Régler la température
Être sous pression, sentir constamment le souffle de l’adversaire dans son cou et avoir l’impression d’être congestionné dans son territoire amène inévitablement un vent de panique. Un vent qui peut se transformer en frustration au fur et à mesure que l’adversaire rétrécit l’écart.
C’est à ce moment qu’une bonne gestion des émotions devient importante.
«Il faut savoir régler le thermostat. C’est facile d’être fâché et déçu, mais il ne faut pas céder à cette tentation. Le match continue, alors il faut que tu passes à autre chose», a indiqué l’entraîneur-chef du Canadien.

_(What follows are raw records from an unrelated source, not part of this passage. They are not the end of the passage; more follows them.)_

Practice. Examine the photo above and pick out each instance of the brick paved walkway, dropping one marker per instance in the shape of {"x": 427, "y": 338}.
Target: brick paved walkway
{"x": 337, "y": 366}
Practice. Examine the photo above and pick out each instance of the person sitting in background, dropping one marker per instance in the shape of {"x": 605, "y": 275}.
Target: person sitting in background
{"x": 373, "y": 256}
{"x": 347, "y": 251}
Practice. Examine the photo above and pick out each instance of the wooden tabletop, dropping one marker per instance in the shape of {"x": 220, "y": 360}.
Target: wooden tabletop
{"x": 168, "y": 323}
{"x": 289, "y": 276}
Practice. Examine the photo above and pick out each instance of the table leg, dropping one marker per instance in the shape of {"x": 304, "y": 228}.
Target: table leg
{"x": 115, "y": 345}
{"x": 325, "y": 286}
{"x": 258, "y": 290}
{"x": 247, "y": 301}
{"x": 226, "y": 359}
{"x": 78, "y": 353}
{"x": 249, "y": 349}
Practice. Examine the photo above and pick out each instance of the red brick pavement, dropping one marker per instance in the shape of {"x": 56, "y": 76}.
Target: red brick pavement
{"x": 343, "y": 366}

«Si tu joues avec de la frustration, c’est dur de se gérer en tant qu’équipe. Mais, il ne faut pas le faire en perdant l’émotion. Ça en prend. Il faut que l’émotion et l’intensité soient dirigées dans la bonne direction. Il faut que tu sois engagé mentalement, mais il ne faut pas que tu t’embarques trop émotivement», a-t-il poursuivi.

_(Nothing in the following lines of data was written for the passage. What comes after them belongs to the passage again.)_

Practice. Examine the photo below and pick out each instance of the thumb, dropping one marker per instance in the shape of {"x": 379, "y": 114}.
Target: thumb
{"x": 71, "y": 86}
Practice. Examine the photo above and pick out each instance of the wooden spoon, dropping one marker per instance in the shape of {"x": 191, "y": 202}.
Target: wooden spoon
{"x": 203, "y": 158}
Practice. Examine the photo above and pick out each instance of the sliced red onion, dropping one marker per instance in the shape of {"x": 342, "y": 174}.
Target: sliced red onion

Ça risque d’être plus facile à dire qu’à faire. N’étant qu’à cinq points d’une place en séries éliminatoires, le niveau d’émotions risque de monter chaque fois que l’issue d’une rencontre sera serrée.
Harvey-Pinard près d’un retour
Le Canadien était de retour à l’entraînement après avoir bénéficié d’une journée de congé. Un entraînement intensif d’une heure principalement axé sur la couverture en zone neutre et lors des replis défensifs.
À Philadelphie, mercredi, le Canadien pourrait bien obtenir du renfort provenant de l’infirmerie. Après avoir pris part à l’entraînement optionnel de samedi, Rafaël Harvey-Pinard a participé à un premier entraînement complet. Il était vêtu d’un chandail régulier signifiant qu’il peut désormais recevoir des contacts.
Le Québécois est absent depuis le 14 novembre en raison d’une blessure à la jambe droite subie lors de la visite de l’équipe en Arizona. Il a raté 26 des 29 derniers matchs de l’équipe.æÀ l’inverse, David Savard brillait par son absence. Le Canadien a indiqué que le défenseur se pliait à une journée de traitement. Pour sa part, Tanner Pearson a patiné en solitaire avant la séance d’entraînement du jour. Il est absent depuis le 9 décembre à cause d’une blessure à la main gauche.